On the occasion of this one-year anniversary, I went back and re-read the first couple of months worth of posts, starting last March.  It is quite a gripping narrative!  I had forgotten a lot of the details and was grateful for the decision to write down the experiences soon after they happened.  I wrote about pain and fear and a nasty cough that I barely remember now.  In fact, besides the physical changes I carry with me every day (scars, small eating capacity, shaved head, neuropathy) there are relatively few cancer artifacts around me.  I take vitamin supplements instead of medicines. Life is fairly normal. My outlook is positive and getting more so. I’m on Social Security disability so I am freed up to do volunteer projects and lower-stress work. I am 170 pounds instead of the 210 pounds I was a year ago and my feet thank me for this.  I am off blood pressure meds and cholesterol drugs. All the strangeness of the wonderful outpouring of sympathy has subsided so I no longer feel the pressure to keep people’s spirits up.  Despite, the statistics and what my oncologist, Dr. Scott tells me, it seems like I am cured. I will try to live like that every day if I can. My hope is that this one-year cancer journal will become a curious, ancient artifact about one difficult year in my long life; a year that made me a better, more aware, and grateful person.

My friend Laurie was diagnosed with cancer last year too.  She had her one-year anniversary about a month ago.  She confided in me her fear of recurrence, just before her 1-year scans.  Every ache or pain raises anxiety that this may be the cancer knocking on the door in some new way.  I do get that. What is that twinge in my chest?  Why do I have a headache?  What if?  Laurie’s scans were all good and those fears (and aches and pains) evaporated with the news.  It will likely be a while before those lurking fears totally dissipate.  My next CT scan is in two weeks and you can bet I’ll have panic moments.

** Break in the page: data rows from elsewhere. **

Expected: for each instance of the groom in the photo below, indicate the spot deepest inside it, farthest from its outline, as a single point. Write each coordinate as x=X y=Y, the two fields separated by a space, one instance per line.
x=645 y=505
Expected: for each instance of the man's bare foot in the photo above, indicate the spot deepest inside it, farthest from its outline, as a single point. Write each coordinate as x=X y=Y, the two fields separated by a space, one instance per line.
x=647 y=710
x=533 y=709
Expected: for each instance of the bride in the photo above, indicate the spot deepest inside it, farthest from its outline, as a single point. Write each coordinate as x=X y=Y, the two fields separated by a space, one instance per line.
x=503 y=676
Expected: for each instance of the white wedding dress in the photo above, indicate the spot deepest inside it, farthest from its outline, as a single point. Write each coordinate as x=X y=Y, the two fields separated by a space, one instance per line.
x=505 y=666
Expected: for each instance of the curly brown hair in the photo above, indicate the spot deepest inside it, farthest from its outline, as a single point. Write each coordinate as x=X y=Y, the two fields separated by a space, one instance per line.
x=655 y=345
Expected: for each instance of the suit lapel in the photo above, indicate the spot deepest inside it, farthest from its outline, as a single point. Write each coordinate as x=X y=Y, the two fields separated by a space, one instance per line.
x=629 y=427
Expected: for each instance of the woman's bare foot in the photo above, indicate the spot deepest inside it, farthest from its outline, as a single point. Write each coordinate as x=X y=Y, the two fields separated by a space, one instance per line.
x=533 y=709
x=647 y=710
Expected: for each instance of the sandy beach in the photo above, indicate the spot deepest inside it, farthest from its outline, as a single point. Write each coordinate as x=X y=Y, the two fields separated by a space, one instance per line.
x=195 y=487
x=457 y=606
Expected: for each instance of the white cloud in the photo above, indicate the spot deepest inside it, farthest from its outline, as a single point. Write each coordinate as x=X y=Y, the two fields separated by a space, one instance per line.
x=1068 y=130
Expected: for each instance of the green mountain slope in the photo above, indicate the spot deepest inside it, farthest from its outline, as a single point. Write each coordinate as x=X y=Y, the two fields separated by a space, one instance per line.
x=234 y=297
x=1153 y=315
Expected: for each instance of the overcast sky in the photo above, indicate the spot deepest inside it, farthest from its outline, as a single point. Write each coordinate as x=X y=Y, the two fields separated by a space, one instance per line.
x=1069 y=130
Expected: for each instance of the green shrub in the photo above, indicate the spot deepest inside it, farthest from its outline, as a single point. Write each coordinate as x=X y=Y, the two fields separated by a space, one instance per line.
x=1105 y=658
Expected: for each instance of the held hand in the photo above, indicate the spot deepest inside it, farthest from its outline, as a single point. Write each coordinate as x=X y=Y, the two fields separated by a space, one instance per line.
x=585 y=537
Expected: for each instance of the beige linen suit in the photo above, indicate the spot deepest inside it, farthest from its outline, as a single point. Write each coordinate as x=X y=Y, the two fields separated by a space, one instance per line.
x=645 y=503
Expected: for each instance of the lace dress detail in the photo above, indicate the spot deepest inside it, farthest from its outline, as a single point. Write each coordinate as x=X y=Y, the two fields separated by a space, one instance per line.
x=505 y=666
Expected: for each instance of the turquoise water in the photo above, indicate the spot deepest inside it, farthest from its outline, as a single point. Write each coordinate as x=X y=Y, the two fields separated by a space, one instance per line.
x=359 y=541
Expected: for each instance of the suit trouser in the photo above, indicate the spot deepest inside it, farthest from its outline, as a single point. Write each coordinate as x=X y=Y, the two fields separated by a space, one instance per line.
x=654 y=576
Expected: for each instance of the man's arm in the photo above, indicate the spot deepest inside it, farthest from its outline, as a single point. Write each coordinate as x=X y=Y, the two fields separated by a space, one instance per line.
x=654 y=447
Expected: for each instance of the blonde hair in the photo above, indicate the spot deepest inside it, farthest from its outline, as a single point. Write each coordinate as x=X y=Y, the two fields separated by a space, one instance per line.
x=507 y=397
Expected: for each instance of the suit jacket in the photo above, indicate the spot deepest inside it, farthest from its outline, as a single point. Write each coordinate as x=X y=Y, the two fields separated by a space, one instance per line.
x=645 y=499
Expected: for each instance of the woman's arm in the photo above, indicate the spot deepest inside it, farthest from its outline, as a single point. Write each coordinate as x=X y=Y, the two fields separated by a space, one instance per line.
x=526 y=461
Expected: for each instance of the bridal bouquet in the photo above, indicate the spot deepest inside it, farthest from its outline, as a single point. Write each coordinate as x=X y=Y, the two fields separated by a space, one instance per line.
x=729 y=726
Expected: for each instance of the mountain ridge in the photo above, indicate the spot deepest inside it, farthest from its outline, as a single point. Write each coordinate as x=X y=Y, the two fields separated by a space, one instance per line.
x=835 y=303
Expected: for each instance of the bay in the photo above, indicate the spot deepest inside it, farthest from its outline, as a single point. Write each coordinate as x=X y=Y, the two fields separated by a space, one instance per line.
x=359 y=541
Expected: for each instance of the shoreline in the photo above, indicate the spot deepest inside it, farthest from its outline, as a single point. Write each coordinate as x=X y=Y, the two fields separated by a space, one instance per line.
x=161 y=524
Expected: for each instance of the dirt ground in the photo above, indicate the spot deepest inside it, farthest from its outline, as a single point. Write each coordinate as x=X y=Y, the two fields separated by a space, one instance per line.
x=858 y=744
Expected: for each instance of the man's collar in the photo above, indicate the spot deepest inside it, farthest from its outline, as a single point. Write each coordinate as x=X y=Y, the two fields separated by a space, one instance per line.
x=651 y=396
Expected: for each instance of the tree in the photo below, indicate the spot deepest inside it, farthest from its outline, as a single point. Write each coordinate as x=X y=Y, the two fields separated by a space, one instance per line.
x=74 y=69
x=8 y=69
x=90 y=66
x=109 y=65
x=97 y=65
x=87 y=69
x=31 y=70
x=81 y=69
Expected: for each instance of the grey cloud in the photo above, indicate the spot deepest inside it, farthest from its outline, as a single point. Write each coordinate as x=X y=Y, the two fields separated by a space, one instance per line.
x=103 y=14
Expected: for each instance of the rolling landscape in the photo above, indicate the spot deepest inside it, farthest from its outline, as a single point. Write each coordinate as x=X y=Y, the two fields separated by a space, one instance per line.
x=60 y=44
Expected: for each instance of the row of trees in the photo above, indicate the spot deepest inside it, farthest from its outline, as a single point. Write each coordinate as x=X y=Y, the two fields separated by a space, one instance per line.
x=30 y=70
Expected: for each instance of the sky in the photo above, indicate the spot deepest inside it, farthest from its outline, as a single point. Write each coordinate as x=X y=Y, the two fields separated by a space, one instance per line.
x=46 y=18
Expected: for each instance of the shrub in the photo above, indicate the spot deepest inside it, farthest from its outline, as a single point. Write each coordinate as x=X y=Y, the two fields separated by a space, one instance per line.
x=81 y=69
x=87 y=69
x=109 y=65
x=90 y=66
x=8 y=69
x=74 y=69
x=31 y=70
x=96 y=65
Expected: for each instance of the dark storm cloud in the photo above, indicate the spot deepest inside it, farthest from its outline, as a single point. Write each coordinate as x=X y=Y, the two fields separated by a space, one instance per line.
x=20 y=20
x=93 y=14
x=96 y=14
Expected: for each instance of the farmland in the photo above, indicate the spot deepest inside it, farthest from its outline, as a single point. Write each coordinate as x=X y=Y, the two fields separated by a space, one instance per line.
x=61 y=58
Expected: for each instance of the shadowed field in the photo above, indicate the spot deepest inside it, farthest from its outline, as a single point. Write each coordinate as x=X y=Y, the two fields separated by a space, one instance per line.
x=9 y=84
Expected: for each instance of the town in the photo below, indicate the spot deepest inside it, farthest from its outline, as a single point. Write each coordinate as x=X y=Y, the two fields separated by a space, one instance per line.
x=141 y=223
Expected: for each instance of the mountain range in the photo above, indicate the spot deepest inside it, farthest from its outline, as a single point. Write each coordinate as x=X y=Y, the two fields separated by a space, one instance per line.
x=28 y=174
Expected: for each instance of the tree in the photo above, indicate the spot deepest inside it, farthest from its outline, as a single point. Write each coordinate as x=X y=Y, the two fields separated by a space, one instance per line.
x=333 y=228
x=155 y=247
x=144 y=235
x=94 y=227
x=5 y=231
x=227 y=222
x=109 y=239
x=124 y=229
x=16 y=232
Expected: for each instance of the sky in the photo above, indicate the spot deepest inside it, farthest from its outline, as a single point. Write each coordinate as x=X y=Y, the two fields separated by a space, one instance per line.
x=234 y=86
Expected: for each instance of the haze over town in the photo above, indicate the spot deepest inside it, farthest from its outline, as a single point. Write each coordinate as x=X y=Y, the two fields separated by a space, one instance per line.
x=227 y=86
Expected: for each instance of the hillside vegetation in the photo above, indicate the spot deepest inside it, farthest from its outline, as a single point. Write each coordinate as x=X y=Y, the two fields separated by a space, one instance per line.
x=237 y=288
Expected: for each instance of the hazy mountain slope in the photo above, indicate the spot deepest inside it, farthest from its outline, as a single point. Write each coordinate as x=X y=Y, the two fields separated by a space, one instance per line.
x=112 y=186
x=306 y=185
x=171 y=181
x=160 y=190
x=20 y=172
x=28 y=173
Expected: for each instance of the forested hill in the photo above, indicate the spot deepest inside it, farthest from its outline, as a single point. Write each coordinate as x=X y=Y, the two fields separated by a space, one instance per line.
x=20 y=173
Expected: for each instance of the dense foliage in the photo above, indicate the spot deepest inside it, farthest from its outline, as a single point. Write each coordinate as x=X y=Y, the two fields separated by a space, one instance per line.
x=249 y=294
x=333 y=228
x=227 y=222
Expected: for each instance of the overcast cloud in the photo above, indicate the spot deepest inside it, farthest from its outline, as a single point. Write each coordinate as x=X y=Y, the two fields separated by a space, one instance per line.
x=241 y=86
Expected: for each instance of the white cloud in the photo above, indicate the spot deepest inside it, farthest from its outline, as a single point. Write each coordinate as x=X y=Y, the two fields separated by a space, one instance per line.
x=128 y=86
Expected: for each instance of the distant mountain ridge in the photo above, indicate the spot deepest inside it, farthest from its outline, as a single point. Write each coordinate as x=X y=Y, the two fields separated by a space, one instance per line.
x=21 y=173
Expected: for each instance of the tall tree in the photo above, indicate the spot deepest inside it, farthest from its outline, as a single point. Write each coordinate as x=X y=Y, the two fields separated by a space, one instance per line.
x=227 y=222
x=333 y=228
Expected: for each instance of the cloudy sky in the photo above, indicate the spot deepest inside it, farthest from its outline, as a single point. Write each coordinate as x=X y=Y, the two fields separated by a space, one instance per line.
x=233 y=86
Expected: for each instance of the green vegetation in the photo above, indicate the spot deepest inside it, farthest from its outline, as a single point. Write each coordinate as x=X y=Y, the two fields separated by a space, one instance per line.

Life is still more precious than ever and watching TV commercials is the lowest form of unimportant use of time I can imagine.  In spite of that, I helped make one last week. It was more about helping a friend and maintaining my craft.  Like we used to say back in my Public Access Television days, “Don’t watch television, make television.”   I had fun, even if I care nothing about sales or furniture or the "happiness" those bring to some people. Please forgive me for adding to the mind clutter in the universe.

And if you are new to my blog or even if you are a long time follower, check out last March and April’s entries and enjoy them as re-runs. Pretty hair-raising stuff!  Glad to be feeling this good after all of that!